Mass software update distribution + checksum-updating

Tue Jul 10 03:26:12 GMT 2007

On Mon, Jul 09, 2007 at 02:13:36AM -0400, Gavriel State wrote:
> In particular, the checksum-updating patch looks like it might be able
> to solve our biggest concerns about CPU load on the update server,
> since the actual content being served will change quite rarely.
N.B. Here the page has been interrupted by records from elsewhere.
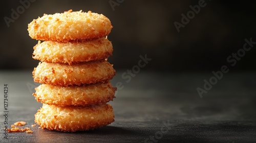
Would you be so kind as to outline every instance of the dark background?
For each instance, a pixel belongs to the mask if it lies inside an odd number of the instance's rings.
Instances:
[[[71,9],[91,10],[111,20],[114,28],[108,37],[114,52],[109,60],[117,70],[132,68],[145,54],[152,59],[145,70],[210,72],[223,65],[233,72],[256,69],[254,47],[233,67],[227,61],[243,47],[245,38],[256,41],[256,1],[205,1],[206,6],[179,33],[174,22],[181,22],[181,14],[186,15],[189,6],[199,1],[119,1],[113,10],[110,1],[36,0],[9,28],[4,17],[11,18],[11,9],[22,5],[1,2],[0,69],[32,71],[39,62],[32,58],[37,41],[29,36],[28,23],[44,13]]]

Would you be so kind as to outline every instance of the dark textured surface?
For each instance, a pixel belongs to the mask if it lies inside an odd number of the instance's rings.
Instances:
[[[116,115],[110,125],[76,133],[32,127],[33,134],[9,133],[4,138],[4,84],[9,86],[8,124],[18,121],[31,127],[41,106],[27,85],[31,72],[0,73],[1,142],[255,142],[256,74],[228,73],[200,98],[211,73],[143,73],[128,83],[117,73],[112,82],[123,88],[110,103]]]

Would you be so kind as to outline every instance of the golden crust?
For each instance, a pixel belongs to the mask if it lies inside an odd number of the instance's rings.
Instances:
[[[109,104],[61,107],[43,104],[35,114],[35,122],[42,129],[62,132],[93,130],[114,121]]]
[[[74,64],[39,62],[32,72],[34,81],[54,85],[80,85],[103,83],[112,79],[116,71],[106,60]]]
[[[80,86],[60,86],[41,84],[33,94],[37,102],[61,106],[88,106],[105,104],[115,98],[110,82]]]
[[[74,63],[99,60],[109,58],[113,52],[111,42],[105,38],[90,41],[58,42],[47,41],[34,46],[33,58],[42,62]]]
[[[112,28],[110,19],[102,14],[70,10],[44,14],[29,23],[28,31],[33,39],[64,42],[105,37]]]

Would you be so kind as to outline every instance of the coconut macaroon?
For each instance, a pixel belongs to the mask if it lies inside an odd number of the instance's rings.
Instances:
[[[102,14],[70,10],[45,14],[30,22],[28,31],[33,39],[66,42],[103,37],[110,34],[112,27],[110,19]]]
[[[60,106],[105,104],[115,98],[116,87],[110,82],[82,86],[41,84],[33,93],[37,102]]]
[[[112,55],[111,42],[105,38],[59,42],[47,41],[34,46],[33,58],[42,62],[72,63],[99,60]]]
[[[109,104],[62,107],[43,104],[35,114],[35,122],[42,129],[75,132],[106,126],[114,121],[114,117]]]
[[[116,74],[113,65],[106,60],[79,63],[69,65],[40,62],[32,72],[34,81],[54,85],[80,85],[103,83]]]
[[[32,58],[40,62],[33,78],[42,84],[33,94],[42,107],[35,122],[42,129],[62,132],[93,130],[114,121],[116,71],[108,38],[112,26],[102,14],[89,11],[44,14],[28,24],[29,36],[38,40]],[[41,42],[41,41],[44,41]]]

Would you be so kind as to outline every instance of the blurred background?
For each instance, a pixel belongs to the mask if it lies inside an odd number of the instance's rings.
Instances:
[[[203,1],[31,1],[1,2],[1,70],[33,70],[39,62],[32,58],[37,41],[29,36],[28,23],[44,13],[69,9],[91,10],[111,20],[114,28],[108,37],[114,52],[109,60],[117,70],[132,68],[145,54],[152,59],[145,70],[211,72],[223,65],[232,71],[256,69],[256,45],[233,67],[227,61],[243,48],[245,39],[256,41],[256,1],[205,1],[179,32],[174,23],[182,24],[181,14]],[[23,9],[22,2],[29,2],[27,8]],[[13,10],[22,12],[7,24]]]

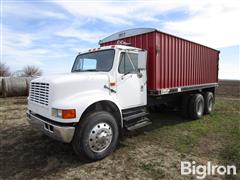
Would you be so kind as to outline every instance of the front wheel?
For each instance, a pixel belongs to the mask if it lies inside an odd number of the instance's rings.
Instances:
[[[109,112],[98,111],[80,121],[72,146],[81,159],[96,161],[115,150],[118,138],[119,129],[115,118]]]

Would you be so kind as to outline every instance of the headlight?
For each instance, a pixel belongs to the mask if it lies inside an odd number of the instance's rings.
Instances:
[[[76,118],[76,110],[52,108],[52,116],[63,118],[63,119],[72,119],[72,118]]]

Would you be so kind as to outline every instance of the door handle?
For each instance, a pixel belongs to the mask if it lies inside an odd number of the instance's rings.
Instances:
[[[110,87],[108,87],[107,85],[103,86],[105,89],[108,89],[109,91],[111,91],[112,93],[117,93],[117,91],[115,91],[114,89],[111,89]]]

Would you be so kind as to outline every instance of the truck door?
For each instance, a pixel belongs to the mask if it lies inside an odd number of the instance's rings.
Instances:
[[[146,105],[146,69],[138,69],[138,58],[138,52],[120,54],[116,95],[123,109]]]

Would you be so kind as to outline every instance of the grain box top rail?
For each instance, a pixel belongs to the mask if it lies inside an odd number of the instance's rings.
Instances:
[[[193,41],[190,41],[190,40],[187,40],[187,39],[184,39],[184,38],[172,35],[172,34],[168,34],[168,33],[159,31],[159,30],[157,30],[155,28],[127,29],[127,30],[124,30],[124,31],[120,31],[120,32],[114,33],[114,34],[112,34],[110,36],[107,36],[106,38],[100,40],[99,44],[101,45],[103,43],[116,41],[116,40],[120,40],[120,39],[127,38],[127,37],[137,36],[137,35],[140,35],[140,34],[146,34],[146,33],[150,33],[150,32],[159,32],[159,33],[162,33],[162,34],[166,34],[168,36],[172,36],[172,37],[175,37],[175,38],[178,38],[178,39],[182,39],[184,41],[188,41],[188,42],[191,42],[191,43],[194,43],[194,44],[197,44],[197,45],[200,45],[200,46],[212,49],[212,50],[217,51],[218,53],[220,53],[220,51],[217,50],[217,49],[214,49],[214,48],[211,48],[211,47],[208,47],[208,46],[205,46],[205,45],[202,45],[202,44],[199,44],[199,43],[196,43],[196,42],[193,42]]]

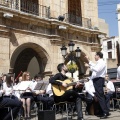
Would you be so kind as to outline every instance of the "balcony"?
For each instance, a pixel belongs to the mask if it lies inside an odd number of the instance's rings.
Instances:
[[[38,3],[28,0],[0,0],[0,6],[37,15],[43,18],[50,17],[50,7],[39,5]]]
[[[85,28],[91,28],[91,19],[76,16],[73,14],[68,14],[68,13],[64,14],[64,17],[65,17],[65,22]]]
The only checksum that is being cached is the one that the user can
optionally request for a pre-transfer check.  It's not usually needed,
unless the "quick check" algorithm (size + mtime) has a chance of being
wrong.

A better update strategy would be some kind of a binary patch algorithm.
Since the user should be starting with a limited set of initial files,
you only need a limited set of updates.  One way to do this with rsync
is to use its batch processing.  A batch saves off the data that was
used to update a file to a new version.  You could have deployed an
update script that identifies what version of the program they have,
checks the server to see what the latest version is, and then downloads
a batch file for changing the old version into the new (applying it via
rsync's batch processing).  As long as you have a copy of each released
version on the server, it would be easy to create these update files via
the --only-write-batch=NAME option when a new version was released.

I could even imagine a custom rsync server that used the data from the
generator to identify which version of a file the user had and to choose
which pre-recorded data stream to send to the user to effect the update
instead of computing the binary patch "live".
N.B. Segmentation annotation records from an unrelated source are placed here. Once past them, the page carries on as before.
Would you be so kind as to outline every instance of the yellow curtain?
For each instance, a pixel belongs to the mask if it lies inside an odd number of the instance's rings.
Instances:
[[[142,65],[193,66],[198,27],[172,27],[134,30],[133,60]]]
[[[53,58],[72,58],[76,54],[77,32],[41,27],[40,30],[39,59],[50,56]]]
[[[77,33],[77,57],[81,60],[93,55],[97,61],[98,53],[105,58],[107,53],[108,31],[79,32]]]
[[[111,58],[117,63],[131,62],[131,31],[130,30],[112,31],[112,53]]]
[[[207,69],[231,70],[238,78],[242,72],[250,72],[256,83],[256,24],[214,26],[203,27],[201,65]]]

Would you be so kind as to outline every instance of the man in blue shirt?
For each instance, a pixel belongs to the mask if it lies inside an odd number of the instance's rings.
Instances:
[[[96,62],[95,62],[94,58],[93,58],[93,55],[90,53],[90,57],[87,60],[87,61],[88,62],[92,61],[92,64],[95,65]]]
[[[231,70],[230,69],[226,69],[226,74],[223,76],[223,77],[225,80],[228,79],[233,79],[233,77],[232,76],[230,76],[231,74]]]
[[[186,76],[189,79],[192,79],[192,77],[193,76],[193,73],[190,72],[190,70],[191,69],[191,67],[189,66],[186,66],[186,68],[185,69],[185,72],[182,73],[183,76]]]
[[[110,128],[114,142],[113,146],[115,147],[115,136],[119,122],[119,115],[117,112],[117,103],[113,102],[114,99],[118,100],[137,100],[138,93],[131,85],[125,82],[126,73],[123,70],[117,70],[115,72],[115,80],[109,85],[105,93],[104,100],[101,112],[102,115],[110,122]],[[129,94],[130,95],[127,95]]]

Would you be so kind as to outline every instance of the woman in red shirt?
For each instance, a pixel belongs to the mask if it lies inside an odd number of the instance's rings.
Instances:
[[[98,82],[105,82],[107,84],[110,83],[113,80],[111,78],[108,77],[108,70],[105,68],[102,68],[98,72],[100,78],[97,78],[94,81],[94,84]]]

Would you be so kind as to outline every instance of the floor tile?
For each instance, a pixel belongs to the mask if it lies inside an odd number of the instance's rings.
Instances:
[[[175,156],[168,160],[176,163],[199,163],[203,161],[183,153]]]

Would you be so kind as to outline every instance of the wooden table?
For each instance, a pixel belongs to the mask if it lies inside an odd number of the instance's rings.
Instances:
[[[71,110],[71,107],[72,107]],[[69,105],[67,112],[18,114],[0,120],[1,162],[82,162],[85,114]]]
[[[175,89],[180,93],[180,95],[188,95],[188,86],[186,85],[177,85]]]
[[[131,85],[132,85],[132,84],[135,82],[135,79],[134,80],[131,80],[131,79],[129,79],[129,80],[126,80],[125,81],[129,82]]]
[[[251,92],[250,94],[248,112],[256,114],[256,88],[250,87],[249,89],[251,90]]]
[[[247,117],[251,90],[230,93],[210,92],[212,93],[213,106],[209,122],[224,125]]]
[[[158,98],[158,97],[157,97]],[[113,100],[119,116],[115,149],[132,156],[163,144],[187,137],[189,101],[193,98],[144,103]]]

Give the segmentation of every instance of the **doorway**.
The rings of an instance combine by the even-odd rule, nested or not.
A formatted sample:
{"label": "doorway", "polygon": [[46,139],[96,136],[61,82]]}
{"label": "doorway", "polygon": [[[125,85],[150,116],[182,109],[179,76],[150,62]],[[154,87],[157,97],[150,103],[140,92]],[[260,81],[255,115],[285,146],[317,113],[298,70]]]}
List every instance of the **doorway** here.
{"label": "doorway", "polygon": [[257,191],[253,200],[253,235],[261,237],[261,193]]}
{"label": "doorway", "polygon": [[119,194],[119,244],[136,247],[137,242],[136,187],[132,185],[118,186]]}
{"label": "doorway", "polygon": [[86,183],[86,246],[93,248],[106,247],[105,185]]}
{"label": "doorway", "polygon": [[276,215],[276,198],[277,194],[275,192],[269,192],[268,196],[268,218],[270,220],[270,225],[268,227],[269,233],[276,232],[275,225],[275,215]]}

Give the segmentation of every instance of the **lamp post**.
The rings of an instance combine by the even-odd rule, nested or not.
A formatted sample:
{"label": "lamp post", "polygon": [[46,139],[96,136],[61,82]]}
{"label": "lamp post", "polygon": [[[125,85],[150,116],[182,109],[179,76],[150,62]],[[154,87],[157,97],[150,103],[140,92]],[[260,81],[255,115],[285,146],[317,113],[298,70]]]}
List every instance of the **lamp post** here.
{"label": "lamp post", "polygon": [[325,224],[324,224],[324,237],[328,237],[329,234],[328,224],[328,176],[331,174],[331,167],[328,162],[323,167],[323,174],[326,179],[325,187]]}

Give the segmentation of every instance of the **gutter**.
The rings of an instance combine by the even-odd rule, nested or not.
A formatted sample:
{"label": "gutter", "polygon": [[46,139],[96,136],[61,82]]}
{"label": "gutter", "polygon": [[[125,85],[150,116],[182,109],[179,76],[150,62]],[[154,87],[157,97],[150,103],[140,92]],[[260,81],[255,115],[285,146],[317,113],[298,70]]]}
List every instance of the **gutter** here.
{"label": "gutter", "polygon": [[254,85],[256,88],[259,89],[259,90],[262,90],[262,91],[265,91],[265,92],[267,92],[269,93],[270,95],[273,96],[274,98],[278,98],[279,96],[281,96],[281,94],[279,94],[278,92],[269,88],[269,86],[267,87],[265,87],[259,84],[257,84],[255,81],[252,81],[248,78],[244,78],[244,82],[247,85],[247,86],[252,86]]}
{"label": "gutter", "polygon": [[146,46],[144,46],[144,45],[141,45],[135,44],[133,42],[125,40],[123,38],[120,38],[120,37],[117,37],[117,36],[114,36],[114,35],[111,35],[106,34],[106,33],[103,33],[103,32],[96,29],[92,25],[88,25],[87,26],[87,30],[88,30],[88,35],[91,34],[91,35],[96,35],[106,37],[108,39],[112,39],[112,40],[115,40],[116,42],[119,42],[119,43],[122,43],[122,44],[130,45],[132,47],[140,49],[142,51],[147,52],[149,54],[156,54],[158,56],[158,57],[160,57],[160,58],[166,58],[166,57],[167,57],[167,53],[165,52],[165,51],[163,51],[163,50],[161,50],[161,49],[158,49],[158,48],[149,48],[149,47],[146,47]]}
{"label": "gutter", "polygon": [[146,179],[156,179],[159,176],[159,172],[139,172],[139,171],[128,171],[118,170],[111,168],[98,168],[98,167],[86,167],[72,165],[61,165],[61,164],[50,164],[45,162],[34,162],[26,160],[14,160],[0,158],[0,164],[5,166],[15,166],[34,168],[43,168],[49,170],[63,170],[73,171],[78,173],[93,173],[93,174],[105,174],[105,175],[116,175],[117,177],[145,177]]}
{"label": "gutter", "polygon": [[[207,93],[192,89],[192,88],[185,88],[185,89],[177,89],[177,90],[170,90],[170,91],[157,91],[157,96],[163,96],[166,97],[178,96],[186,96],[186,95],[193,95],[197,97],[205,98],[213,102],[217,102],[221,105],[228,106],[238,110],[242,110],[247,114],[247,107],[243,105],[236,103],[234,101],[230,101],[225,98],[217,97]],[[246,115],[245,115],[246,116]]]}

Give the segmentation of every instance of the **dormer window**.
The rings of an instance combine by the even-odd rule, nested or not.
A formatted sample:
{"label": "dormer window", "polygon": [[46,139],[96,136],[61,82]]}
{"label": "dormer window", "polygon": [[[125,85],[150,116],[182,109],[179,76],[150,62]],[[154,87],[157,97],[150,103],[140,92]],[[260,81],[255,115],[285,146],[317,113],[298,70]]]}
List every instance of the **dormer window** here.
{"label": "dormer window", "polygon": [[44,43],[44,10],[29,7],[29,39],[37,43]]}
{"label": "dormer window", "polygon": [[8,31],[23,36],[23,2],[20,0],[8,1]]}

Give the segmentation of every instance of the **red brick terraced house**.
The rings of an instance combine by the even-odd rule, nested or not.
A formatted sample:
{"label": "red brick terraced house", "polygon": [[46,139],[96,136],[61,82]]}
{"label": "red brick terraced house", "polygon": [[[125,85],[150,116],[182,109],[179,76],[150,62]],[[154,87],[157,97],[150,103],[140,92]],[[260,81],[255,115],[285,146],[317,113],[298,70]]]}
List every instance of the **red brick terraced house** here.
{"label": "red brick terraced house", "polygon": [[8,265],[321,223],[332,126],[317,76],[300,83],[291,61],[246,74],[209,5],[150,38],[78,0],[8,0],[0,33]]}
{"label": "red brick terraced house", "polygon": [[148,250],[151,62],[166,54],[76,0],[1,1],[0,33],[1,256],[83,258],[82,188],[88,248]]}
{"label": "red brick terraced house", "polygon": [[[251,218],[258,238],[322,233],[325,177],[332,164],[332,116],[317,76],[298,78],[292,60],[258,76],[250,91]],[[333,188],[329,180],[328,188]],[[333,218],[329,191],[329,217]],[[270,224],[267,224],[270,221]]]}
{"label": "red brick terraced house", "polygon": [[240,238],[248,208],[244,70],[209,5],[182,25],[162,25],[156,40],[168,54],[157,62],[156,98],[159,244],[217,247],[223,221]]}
You may want to check into some other binary-patching software to see
what your options are (I haven't looked into it).

> Would an rsync server running 3.0 CVS + the checksum-updating patch 
> still retain the precomputed checksum advantage when talking to an older 
> 2.6.9 client?

Sure, it works when talking to any rsync client.
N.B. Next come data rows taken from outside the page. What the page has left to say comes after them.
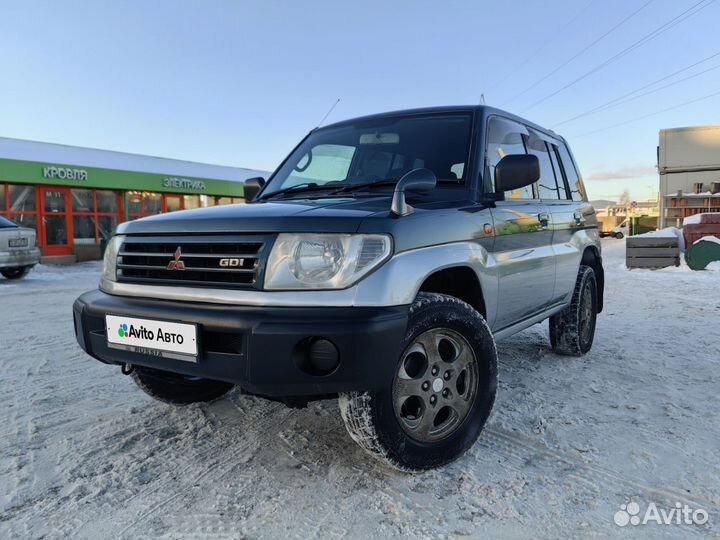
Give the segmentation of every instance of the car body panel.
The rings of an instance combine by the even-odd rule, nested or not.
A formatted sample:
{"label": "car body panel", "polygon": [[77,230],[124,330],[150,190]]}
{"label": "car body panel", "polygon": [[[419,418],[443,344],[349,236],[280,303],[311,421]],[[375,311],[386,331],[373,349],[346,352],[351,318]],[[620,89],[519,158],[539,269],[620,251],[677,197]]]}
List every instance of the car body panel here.
{"label": "car body panel", "polygon": [[[25,239],[27,245],[10,247],[11,240]],[[33,266],[40,262],[40,250],[36,247],[34,229],[4,227],[0,229],[0,268]]]}

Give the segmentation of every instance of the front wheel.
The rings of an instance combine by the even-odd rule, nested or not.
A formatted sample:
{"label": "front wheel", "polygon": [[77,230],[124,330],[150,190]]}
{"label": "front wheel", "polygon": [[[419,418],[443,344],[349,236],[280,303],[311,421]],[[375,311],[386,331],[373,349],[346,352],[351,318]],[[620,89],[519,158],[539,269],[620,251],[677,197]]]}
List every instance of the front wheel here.
{"label": "front wheel", "polygon": [[134,367],[132,378],[149,396],[174,405],[213,401],[233,387],[232,384],[226,382],[140,366]]}
{"label": "front wheel", "polygon": [[453,461],[477,440],[495,402],[497,351],[485,319],[457,298],[420,293],[393,380],[340,395],[350,436],[401,470]]}
{"label": "front wheel", "polygon": [[597,280],[589,266],[580,266],[572,301],[550,317],[550,345],[567,356],[582,356],[592,347],[597,320]]}
{"label": "front wheel", "polygon": [[28,275],[32,266],[20,266],[18,268],[3,268],[0,270],[0,274],[5,276],[6,279],[22,279]]}

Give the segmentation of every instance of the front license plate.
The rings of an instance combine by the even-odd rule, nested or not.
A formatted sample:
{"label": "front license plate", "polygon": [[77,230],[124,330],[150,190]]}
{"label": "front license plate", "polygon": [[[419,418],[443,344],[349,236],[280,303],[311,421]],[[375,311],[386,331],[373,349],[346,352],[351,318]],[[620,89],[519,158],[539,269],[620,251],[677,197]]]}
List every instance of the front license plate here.
{"label": "front license plate", "polygon": [[140,354],[197,362],[194,324],[105,315],[108,347]]}
{"label": "front license plate", "polygon": [[10,247],[27,247],[27,238],[11,238],[8,245]]}

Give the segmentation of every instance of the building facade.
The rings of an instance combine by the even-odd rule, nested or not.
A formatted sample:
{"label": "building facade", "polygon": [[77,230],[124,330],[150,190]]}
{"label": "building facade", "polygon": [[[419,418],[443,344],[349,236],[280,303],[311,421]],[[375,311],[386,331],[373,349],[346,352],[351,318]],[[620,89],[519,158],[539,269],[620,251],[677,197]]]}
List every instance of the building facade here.
{"label": "building facade", "polygon": [[244,202],[265,171],[0,138],[0,216],[38,233],[46,258],[94,259],[123,221]]}
{"label": "building facade", "polygon": [[660,227],[720,212],[720,126],[660,130]]}

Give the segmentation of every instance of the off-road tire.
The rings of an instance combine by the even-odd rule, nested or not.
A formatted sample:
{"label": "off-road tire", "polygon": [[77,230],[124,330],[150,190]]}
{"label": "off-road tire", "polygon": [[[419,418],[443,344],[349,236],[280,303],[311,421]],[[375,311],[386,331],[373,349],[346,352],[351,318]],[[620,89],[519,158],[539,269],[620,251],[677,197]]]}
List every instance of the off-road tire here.
{"label": "off-road tire", "polygon": [[[590,306],[586,305],[588,299]],[[550,345],[554,352],[566,356],[582,356],[592,348],[597,307],[595,272],[589,266],[581,265],[570,305],[550,317]],[[588,316],[590,319],[586,321],[585,317]],[[585,324],[589,325],[587,329]]]}
{"label": "off-road tire", "polygon": [[140,366],[134,367],[132,378],[149,396],[173,405],[213,401],[234,386],[226,382],[187,377]]}
{"label": "off-road tire", "polygon": [[28,275],[32,266],[20,266],[18,268],[3,268],[0,270],[0,274],[5,276],[5,279],[22,279]]}
{"label": "off-road tire", "polygon": [[[477,368],[476,384],[474,398],[466,405],[464,419],[458,420],[454,431],[440,440],[420,442],[409,436],[400,423],[394,408],[393,384],[407,350],[416,338],[432,329],[455,332],[469,345]],[[415,471],[442,466],[475,443],[490,416],[497,391],[495,340],[485,319],[470,305],[452,296],[420,293],[410,307],[400,350],[393,380],[378,390],[340,394],[342,418],[355,442],[396,469]]]}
> Alternatively, would it be difficult to backport the checksum-updating 
> patch to a 2.6.9 server?

It wouldn't be difficult.  The checksum-xattr patch would be even easier
to port (as long as you have xattrs on your server) since it doesn't
even need an rsync with xattr support (it just needs to use an extended
attribute read function).

> Lastly, does anyone have any empirical data on how well an rsync server 
> with checksum-updating works with large number (eg: hundreds to 
> thousands) of simultaneous clients?

Not that I know of.  For really large files, that is likely to be quite
a memory and CPU hog.  Each client will be sending you checksum data for
the whole file, and then the server will be doing its own checksumming
and block comparisons using this in-memory checksum cache.

..wayne..